Por un momento, pensé que Ernesto le iba a coger por las solapas de su chaqueta y le iba a sacar violentamente de casa por hacerle perder el tiempo. Luego se metería en su cuarto y, como siempre que se enfadaba, tomaría alguna droga y volvería a practicar con el saxofón, el nuevo instrumento que estaba aprendiendo a tocar. Al fin y al cabo, se trataba de meterse en la cabeza de alguien y sacarle una información imprecisa: ¿Le amaba? Y, si no era así, el encargo consistía en que conseguir que sus deseos cambiaran. Pero mi compañero me sorprendió mostrando un extraño interés por nuestro visitante:

–¿Es cierto lo del rugby? –le preguntó a bocajarro–. Lo de la caballerosidad y eso… –dejó caer la frase como si con eso lo aclarara todo; yo todavía no me había acostumbrado a la emoción que me provocaban las reacciones de la gente al verse súbitamente sorprendidos por mi compañero de piso. ¿Cómo ha sabido que juego al rugby?, se debió de preguntar Gonzalo entonces–. Imagino que debe de tener algo especial como para haber dejado la carrera musical por el deporte, incluso aunque la clavícula todavía no esté del todo soldada, ¿no?

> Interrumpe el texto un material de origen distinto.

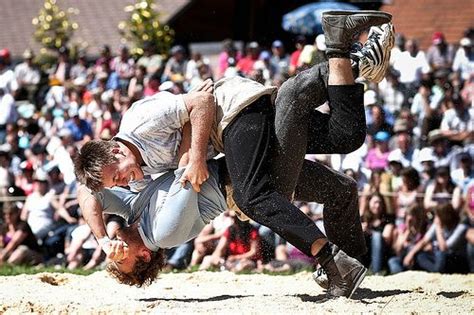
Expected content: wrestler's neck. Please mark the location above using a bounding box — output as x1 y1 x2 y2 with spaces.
117 138 145 166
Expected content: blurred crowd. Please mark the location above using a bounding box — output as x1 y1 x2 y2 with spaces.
0 25 474 273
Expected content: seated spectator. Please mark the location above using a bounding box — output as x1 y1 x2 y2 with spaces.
365 131 390 170
403 204 469 273
367 105 392 137
441 91 474 146
395 167 421 226
426 32 454 72
453 37 474 81
362 193 394 274
189 211 233 267
199 218 261 272
21 172 55 241
161 45 188 82
392 120 420 167
379 69 405 116
423 167 462 212
359 168 384 216
64 107 94 142
410 81 442 144
418 148 436 191
137 42 163 75
0 203 43 266
388 204 426 274
128 66 147 101
464 180 474 272
15 49 41 102
451 152 474 194
236 42 260 76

El tipo se levantó bruscamente, asustado, enfadado, y mostró una leve mueca de dolor.

–¿Qué es esto?, ¿una broma de Julio o qué?

–No, no, tranquilo, siéntate, por favor –le intentó calmar Mendoza–. Te estoy demostrando que tu amigo no te engañó –Gonzalo miró con desconfianza, pero volvió a sentarse lentamente, como si temiera que alguna trampa le esperara en el instante siguiente–. Te explicaré cómo de obvio es que juegas al rugby y que eso ha supuesto abandonar el sacrificio de tantos años de solfeo y de piano.

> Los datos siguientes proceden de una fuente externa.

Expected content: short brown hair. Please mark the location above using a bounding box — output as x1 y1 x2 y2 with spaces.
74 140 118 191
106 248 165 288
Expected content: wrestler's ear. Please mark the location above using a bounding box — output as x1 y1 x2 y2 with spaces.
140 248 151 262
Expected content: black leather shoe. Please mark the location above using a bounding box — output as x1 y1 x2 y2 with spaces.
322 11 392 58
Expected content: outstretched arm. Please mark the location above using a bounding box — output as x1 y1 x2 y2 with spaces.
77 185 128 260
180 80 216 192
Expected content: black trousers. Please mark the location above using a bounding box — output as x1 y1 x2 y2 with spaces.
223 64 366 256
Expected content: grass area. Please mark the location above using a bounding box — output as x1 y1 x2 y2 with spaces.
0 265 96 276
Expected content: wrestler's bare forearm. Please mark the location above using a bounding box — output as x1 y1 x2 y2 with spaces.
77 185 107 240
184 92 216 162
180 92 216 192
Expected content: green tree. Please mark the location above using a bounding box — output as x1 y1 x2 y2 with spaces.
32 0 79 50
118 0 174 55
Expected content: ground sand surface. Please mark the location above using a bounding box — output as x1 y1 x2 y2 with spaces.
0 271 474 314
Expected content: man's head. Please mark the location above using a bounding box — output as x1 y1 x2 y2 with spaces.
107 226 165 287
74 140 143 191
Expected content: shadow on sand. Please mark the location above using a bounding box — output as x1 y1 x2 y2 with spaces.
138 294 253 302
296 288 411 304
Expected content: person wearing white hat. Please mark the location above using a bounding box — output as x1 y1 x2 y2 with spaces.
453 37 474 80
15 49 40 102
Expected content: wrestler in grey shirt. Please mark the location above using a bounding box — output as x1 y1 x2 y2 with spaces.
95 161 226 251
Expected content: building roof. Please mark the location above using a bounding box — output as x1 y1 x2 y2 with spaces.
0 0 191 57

Ernesto le detalló su deducción:

–Tu cuerpo es atlético; es evidente que mantienes una actividad deportiva exigente, pero violenta. Lo sé porque te mueves con una rigidez que sólo puede deberse a una reciente fractura de clavícula. Podrías haberte lesionado esquiando, montando en patinete o haciendo alpinismo, pero la marca de esparadrapos en los dedos para protegerlos, el pelo tan corto para evitar los agarrones durante un partido y la masa muscular de tus piernas me dicen que sólo puedes practicar asiduamente un deporte como el rugby. ¿Qué más? Ah, el piano. Bueno, tengo una habilidad, llamémosle así, para averiguar, sólo viendo las manos de una persona, si tiene cualidades para la música y, en concreto, para destacar en algún instrumento. Nunca fallo. Tus manos, se ven ahora curtidas por una violencia relativamente reciente, no más de dos o tres años, pero son manos de pianista, con dedos delicados, ágiles, virtuosos. Cuando nos has pedido que silenciáramos a Chopin me ha quedado claro que estás más que harto de escucharlo durante años, de sentirte martirizado por tener que imitarle, por leer sus partituras una y otra vez… ¿no es así?

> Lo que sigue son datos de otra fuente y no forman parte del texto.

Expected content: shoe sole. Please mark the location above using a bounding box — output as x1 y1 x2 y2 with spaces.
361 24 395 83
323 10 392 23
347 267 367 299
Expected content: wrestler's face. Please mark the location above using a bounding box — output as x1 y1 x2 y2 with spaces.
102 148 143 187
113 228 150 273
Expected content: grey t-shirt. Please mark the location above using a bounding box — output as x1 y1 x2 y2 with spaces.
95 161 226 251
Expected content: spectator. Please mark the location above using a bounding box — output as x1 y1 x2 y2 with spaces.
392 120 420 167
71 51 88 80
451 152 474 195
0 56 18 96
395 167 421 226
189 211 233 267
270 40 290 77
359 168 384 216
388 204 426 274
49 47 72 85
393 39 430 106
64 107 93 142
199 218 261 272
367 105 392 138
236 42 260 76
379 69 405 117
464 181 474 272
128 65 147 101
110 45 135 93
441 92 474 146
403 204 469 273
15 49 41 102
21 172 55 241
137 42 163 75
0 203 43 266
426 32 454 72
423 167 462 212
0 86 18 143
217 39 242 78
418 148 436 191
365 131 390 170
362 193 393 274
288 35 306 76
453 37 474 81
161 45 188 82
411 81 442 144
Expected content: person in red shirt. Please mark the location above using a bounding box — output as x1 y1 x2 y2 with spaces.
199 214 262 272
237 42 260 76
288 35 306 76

Gonzalo se había ido dejando, se había recostado hacia atrás, como si toda la explicación anulara cualquier resistencia. Asintió casi con miedo, pidiendo disculpas con el lenguaje gestual por haber dudado de las cualidades de mi amigo.

–¿Y bien? –inquirió Mendoza.

–¿Y bien qué? –preguntó el visitante entre enfadado y resignado a mantenerse inseguro ante su interlocutor.

–Que si merece la pena el rugby.

–Sí, supongo que sí –respondió desganado.

–Bueno, no te preocupes, dejamos el tema. Volvamos a lo que te interesa. Cuéntame cómo la conociste.

–Pero si os lo acabo de decir.

–Por favor; me resulta muy útil que me cuenten dos veces lo mismo, porque cualquier novedad que inconscientemente nombres me puede dar pistas adicionales.

Gonzalo contó que una noche, hacía tres o cuatro meses había salido de marcha con sus amigos. Iban de caza, como casi siempre, con la esperanza de ligar con alguna chavala, como casi nunca. En un bar cercano al Bernabéu, el Fragel Rock, la vio. Utilizó unos cuantos tópicos para describirla: un ángel, amor a primera vista, su sonrisa, sus ojos… Y entonces, por primera vez, la llamó la mujer de los tacones imposibles.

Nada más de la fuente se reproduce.